The questions which follow tend to be more open ended and ask you to do some original thinking.  Not original copy and pasting from Wikipedia, previous applications or last week’s shopping list, but some honest to goodness new thinking straight out of your brain which will need to be expressed in a written form.  Yes, I know it’s difficult, and yes, I know it discriminates against people who would prefer to express their application in the form of expressive dance, but the sad fact is that these questions need answers and they need them to be communicated in a way that the person reading the form will be able to understand.  So, writing it is, writing it has to be and preferably in a language that the form is written in.

Once you’re into form filling mode and are getting the hang of having to answer questions, a useful approach is to use the questions to tell the story you want to tell about your business or project.  Not an act of fiction, or  a work or art necessarily, but an account  which describes your intention with clarity, purpose and logic.  Sometimes people use bullet points to tell their story and this is understandable if you working to a word limit.  But have you ever read a compelling short story made out of bullet points?  I suspect not and the same principle holds for writing application forms for cash.  A good story will seduce, fascinate and wow your readers.  Bullet points merely make readers they’re being fired at.

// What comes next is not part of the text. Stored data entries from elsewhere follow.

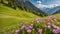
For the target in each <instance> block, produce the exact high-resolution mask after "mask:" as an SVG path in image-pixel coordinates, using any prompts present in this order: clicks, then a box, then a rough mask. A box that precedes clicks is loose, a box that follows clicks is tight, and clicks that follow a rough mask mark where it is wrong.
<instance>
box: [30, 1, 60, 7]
mask: <svg viewBox="0 0 60 34" xmlns="http://www.w3.org/2000/svg"><path fill="white" fill-rule="evenodd" d="M30 1H31V2H32V3H33V4H34V5H35V6H37V7H40V8H41V7H42V8H43V7H48V8H52V7H56V6H60V0H30Z"/></svg>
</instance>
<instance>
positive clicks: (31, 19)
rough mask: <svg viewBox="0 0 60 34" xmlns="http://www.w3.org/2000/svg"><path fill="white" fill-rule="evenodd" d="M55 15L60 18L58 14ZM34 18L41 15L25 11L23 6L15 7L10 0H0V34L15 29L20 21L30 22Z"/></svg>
mask: <svg viewBox="0 0 60 34" xmlns="http://www.w3.org/2000/svg"><path fill="white" fill-rule="evenodd" d="M56 16H57V18H60V14H57V15H56ZM35 18H41V17H40V16H37V15H35V14H33V13H31V12H29V10H27V11H26V10H25V9H24V8H23V6H20V8H18V7H16V5H15V3H14V2H13V1H12V0H9V1H8V0H7V1H6V0H0V34H2V32H8V31H11V30H12V29H17V28H18V26H19V24H18V23H20V22H29V23H31V21H32V20H33V19H35ZM44 18H45V17H44ZM27 25H28V24H27Z"/></svg>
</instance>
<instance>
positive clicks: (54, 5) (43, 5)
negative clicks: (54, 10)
mask: <svg viewBox="0 0 60 34" xmlns="http://www.w3.org/2000/svg"><path fill="white" fill-rule="evenodd" d="M57 6H59V5H57V4H49V5H44V4H42V2H41V1H37V7H38V8H53V7H57Z"/></svg>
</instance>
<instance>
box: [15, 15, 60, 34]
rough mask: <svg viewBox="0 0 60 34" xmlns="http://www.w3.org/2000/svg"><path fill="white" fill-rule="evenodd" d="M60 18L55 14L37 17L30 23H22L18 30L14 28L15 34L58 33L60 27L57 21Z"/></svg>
mask: <svg viewBox="0 0 60 34" xmlns="http://www.w3.org/2000/svg"><path fill="white" fill-rule="evenodd" d="M58 22H59V23H60V20H59V19H57V17H56V16H52V17H47V18H45V19H44V18H43V19H40V18H37V19H35V20H34V21H33V23H32V24H30V25H29V26H26V25H25V24H24V25H22V26H21V27H20V28H19V29H18V30H15V32H14V33H15V34H23V33H24V34H60V27H59V26H58V24H57V23H58Z"/></svg>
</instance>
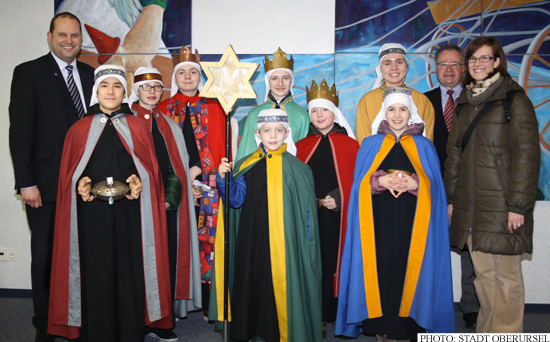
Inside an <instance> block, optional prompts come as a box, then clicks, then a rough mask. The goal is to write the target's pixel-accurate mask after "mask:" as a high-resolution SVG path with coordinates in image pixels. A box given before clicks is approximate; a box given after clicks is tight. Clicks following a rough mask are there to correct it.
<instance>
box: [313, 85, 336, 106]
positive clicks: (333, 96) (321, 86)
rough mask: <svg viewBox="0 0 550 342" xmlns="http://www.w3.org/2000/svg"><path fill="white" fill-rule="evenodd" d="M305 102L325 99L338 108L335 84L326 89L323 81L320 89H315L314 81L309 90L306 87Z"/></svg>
mask: <svg viewBox="0 0 550 342" xmlns="http://www.w3.org/2000/svg"><path fill="white" fill-rule="evenodd" d="M306 94H307V102H309V101H311V100H315V99H325V100H329V101H330V102H332V103H334V105H335V106H336V107H338V103H339V99H338V92H337V91H336V84H333V85H332V88H331V89H329V88H328V84H327V81H326V80H324V79H323V81H322V82H321V87H317V83H315V81H311V90H309V89H308V88H307V86H306Z"/></svg>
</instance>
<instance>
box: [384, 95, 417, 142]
mask: <svg viewBox="0 0 550 342" xmlns="http://www.w3.org/2000/svg"><path fill="white" fill-rule="evenodd" d="M410 116H411V115H410V113H409V109H408V108H407V106H405V105H404V104H401V103H394V104H392V105H391V106H389V107H388V109H387V110H386V120H388V125H389V126H390V128H391V129H392V131H393V132H394V133H395V135H396V136H400V135H401V133H403V132H404V131H405V129H406V128H407V126H408V125H409V118H410Z"/></svg>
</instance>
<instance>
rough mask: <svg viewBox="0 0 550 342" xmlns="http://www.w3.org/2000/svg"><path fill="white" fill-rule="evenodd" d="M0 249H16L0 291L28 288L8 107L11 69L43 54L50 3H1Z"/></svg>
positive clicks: (3, 279) (28, 240)
mask: <svg viewBox="0 0 550 342" xmlns="http://www.w3.org/2000/svg"><path fill="white" fill-rule="evenodd" d="M0 16H1V20H0V32H2V38H1V42H0V45H1V46H2V49H1V50H0V60H1V61H2V68H0V80H2V82H0V249H4V248H10V249H17V252H18V255H17V261H0V288H15V289H29V288H30V287H31V277H30V262H31V258H30V231H29V228H28V226H27V220H26V216H25V211H24V209H23V205H22V204H21V199H20V198H19V196H17V197H16V196H15V190H13V185H14V178H13V167H12V163H11V157H10V152H9V146H8V127H9V117H8V104H9V96H10V84H11V78H12V74H13V69H14V68H15V66H16V65H18V64H20V63H21V62H24V61H28V60H31V59H35V58H37V57H40V56H41V55H44V54H46V53H47V52H48V51H49V49H48V42H47V39H46V32H47V31H48V29H49V25H50V19H51V18H52V16H53V1H41V0H30V1H11V2H10V1H4V2H3V4H2V12H1V14H0Z"/></svg>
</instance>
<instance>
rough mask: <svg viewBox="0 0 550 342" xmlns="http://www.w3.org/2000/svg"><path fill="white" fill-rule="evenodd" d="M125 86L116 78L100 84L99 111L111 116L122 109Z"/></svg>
mask: <svg viewBox="0 0 550 342" xmlns="http://www.w3.org/2000/svg"><path fill="white" fill-rule="evenodd" d="M124 93H125V90H124V85H123V84H122V82H120V80H119V79H118V78H116V77H108V78H106V79H104V80H103V81H101V83H99V86H98V87H97V95H96V96H97V100H98V102H99V109H101V111H102V112H103V113H106V114H111V113H112V112H114V111H117V110H119V109H120V107H121V105H122V100H124Z"/></svg>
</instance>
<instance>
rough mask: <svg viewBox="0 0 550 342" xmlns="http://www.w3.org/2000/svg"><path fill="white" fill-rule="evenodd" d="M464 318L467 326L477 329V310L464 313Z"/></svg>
mask: <svg viewBox="0 0 550 342" xmlns="http://www.w3.org/2000/svg"><path fill="white" fill-rule="evenodd" d="M462 319H464V321H465V322H466V324H465V325H466V328H468V329H474V330H475V328H476V324H477V312H470V313H467V314H464V315H462Z"/></svg>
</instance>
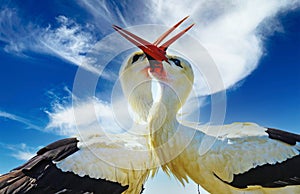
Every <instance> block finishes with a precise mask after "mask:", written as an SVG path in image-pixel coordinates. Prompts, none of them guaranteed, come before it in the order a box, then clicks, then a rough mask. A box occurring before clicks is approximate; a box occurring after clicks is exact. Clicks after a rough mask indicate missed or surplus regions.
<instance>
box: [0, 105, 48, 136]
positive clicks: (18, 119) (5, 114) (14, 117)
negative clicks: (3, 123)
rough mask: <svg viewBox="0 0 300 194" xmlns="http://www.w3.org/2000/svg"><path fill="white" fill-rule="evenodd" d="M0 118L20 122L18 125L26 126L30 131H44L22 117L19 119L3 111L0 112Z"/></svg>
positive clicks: (27, 120) (0, 111)
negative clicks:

So, when faced with those questions, face up to them, figure out the story they want to hear and make sure you tell it in a form which most people could follow.  You don’t have to be Quentin Tarantino when it comes to the stories needed to help the growth of your business: although it might help of course if you want to sell  a slate of post modern classic films (if that’s not a contradiction in terms) and your name happens to be Quentin Tarantino.